As much as 15.2 billion euros ($21 billion) is needed by Spanish banks to meet new capital requirements, the central bank said on March 10. Encinar, 40, said the eventual shortfall may be between 80 billion euros and 100 billion euros. A spokesman for the Bank of Spain declined to comment on his estimate.

“Property portfolios are still mostly valued at prices dating from the boom, rather than current values,” Encinar said during an interview at his office in Madrid. Home prices in some parts of Spain have dropped about 40 percent since the market’s peak in 2007, according to his 10-year-old company, the country’s largest property website.

Savings banks alone have taken on land worth 23 billion euros after borrowers defaulted on their loans, according to data from the Bank of Spain. Land prices have fallen as much as 80 percent in the past four years and the valuations used by lenders are “pure fantasy,” Encinar said.

On March 15, Spanish Finance Minister Elena Salgado said that estimates of lenders’ capital needs by rating companies aren’t comparable with those of the Bank of Spain and the firms should explain their methodology.

While the Bank of Spain does a “simple subtraction” to see how much capital is needed to meet the new rules, the rating companies make “presumptions on the amounts our lenders would need to cope with certain eventualities.”

Inflated Prices

Banks and other financial-services companies advertise homes at prices that are as much as 12 percent higher than privately owned properties, according to Idealista. In return, they offer better mortgage terms, Encinar said. In some cases, banks only grant mortgages for homes that they own.

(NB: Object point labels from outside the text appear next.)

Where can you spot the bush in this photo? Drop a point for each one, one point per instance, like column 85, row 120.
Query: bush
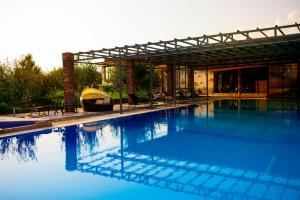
column 142, row 94
column 4, row 108
column 107, row 88
column 56, row 95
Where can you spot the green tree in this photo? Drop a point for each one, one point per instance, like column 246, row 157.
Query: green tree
column 5, row 83
column 27, row 80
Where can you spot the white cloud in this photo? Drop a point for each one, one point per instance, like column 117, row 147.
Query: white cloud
column 292, row 17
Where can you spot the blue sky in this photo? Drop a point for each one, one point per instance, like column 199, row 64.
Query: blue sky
column 48, row 28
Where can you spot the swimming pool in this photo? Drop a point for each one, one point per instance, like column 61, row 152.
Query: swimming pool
column 222, row 150
column 12, row 124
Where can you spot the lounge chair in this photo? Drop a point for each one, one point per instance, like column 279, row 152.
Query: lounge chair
column 137, row 101
column 168, row 99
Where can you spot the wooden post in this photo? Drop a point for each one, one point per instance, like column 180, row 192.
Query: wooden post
column 239, row 81
column 69, row 82
column 120, row 83
column 130, row 79
column 170, row 79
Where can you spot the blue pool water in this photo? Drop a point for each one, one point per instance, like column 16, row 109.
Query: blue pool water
column 221, row 150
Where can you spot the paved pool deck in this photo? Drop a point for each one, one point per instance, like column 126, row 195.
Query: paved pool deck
column 55, row 120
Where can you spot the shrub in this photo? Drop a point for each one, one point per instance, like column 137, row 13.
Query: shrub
column 107, row 88
column 4, row 108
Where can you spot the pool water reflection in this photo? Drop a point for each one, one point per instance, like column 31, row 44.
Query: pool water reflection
column 221, row 150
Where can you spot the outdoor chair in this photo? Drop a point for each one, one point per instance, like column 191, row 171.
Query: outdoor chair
column 147, row 103
column 168, row 99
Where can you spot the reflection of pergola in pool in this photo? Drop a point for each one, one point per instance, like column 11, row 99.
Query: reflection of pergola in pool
column 267, row 46
column 186, row 176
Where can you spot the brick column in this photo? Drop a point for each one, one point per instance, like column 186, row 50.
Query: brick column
column 170, row 79
column 130, row 79
column 69, row 82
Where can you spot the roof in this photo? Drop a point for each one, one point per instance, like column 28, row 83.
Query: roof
column 273, row 45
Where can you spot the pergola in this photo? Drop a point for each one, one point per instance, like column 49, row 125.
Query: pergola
column 261, row 46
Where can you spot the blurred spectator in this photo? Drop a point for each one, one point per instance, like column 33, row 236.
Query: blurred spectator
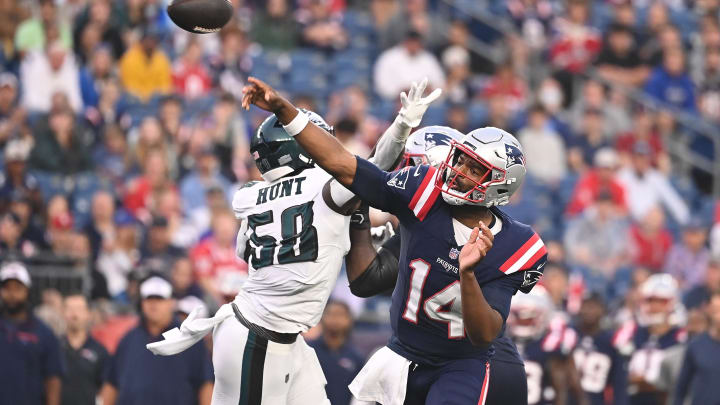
column 143, row 191
column 647, row 187
column 183, row 279
column 458, row 88
column 104, row 16
column 31, row 364
column 393, row 72
column 16, row 182
column 191, row 78
column 320, row 29
column 145, row 69
column 700, row 369
column 119, row 255
column 643, row 131
column 458, row 43
column 12, row 118
column 31, row 34
column 94, row 75
column 413, row 15
column 339, row 360
column 575, row 44
column 205, row 175
column 85, row 358
column 688, row 260
column 597, row 242
column 670, row 84
column 136, row 376
column 699, row 296
column 596, row 97
column 544, row 148
column 59, row 73
column 345, row 132
column 101, row 229
column 216, row 255
column 619, row 60
column 650, row 241
column 600, row 179
column 582, row 149
column 508, row 86
column 156, row 253
column 59, row 148
column 532, row 19
column 274, row 27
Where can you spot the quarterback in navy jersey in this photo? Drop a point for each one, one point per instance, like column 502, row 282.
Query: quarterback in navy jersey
column 645, row 341
column 602, row 369
column 374, row 269
column 461, row 261
column 545, row 343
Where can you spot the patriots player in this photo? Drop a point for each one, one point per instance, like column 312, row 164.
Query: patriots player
column 545, row 344
column 461, row 258
column 372, row 272
column 645, row 341
column 293, row 234
column 602, row 369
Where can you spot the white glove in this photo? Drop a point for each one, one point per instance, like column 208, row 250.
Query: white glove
column 414, row 104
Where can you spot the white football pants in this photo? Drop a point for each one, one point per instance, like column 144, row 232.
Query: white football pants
column 250, row 370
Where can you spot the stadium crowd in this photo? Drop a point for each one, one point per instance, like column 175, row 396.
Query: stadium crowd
column 122, row 144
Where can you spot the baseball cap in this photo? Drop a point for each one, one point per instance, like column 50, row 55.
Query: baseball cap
column 155, row 287
column 15, row 271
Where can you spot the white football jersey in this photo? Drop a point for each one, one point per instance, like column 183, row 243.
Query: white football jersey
column 294, row 245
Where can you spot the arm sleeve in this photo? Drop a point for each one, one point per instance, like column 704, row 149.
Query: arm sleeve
column 406, row 191
column 498, row 293
column 381, row 274
column 390, row 146
column 685, row 378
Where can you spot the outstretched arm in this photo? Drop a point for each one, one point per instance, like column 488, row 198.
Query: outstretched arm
column 327, row 152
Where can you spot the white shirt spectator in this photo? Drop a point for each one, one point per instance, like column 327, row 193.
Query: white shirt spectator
column 398, row 67
column 45, row 73
column 649, row 189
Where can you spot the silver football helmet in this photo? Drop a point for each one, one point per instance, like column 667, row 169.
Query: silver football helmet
column 429, row 146
column 499, row 168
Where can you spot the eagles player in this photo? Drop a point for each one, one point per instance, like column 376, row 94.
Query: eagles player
column 294, row 235
column 453, row 292
column 372, row 272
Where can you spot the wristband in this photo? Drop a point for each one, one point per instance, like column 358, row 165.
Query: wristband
column 298, row 123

“We tried to inform the banks about the market value of their properties, but they won’t reduce prices because it would affect the data that the banks are giving to the Bank of Spain,” he said.
Spain's Nightmare Scenario

Nearly every day of the week I receive emails from my friend Bran who lives in Spain.

Many of the links Bran sends are in Spanish. Sometimes he translates the highlights. Today he writes ...
An S&P "nightmare" scenario quoted by El Pais, not only assumes a fall in housing prices by 45%, it also assumes GDP to fall by 20% between 2011 and 2015, a destruction of a quarter of today's jobs and interest rates to reach 17%. In this worst case scenario Spanish banks and savings banks would need an injection of public capital of €64bn, equivalent to 6% of GDP.
Spanish speaking readers may wish to consider "La agencia parte de una caída del PIB del 20% y una destrucción del 25% del empleo"

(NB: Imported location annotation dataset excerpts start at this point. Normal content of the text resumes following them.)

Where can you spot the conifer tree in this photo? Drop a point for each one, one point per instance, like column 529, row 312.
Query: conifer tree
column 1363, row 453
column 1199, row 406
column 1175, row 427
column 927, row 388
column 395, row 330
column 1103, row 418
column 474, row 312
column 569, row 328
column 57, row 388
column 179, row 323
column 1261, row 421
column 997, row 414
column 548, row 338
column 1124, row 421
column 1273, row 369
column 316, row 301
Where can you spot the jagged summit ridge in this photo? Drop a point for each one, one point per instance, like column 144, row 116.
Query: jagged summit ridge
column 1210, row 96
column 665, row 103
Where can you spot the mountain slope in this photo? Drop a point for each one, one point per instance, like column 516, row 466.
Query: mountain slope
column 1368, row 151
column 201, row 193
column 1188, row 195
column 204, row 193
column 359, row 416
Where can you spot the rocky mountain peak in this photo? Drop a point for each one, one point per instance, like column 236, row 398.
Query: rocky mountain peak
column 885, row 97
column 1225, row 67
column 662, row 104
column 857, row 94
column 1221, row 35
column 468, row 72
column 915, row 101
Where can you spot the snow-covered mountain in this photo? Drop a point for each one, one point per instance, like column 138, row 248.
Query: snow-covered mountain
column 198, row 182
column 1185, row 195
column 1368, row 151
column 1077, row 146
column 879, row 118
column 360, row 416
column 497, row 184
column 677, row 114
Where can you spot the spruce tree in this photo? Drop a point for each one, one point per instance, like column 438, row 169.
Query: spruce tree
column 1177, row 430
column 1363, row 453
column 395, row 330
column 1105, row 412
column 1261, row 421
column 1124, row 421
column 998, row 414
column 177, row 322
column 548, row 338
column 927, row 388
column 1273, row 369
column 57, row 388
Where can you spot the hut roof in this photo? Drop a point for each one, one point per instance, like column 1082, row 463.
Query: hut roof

English Speaking readers can follow this Google translation: S&P believes that in an extreme case the bank would need 64,000 million

Right now, the two things propping up the Euro are Trichet's expected rate hikes and speculation that Spain will not need a bailout. Both are questionable ideas to say the least.

I happen to think the "nightmare" scenario is the realistic one. If so, those who think Spain will not need a bailout need to think again.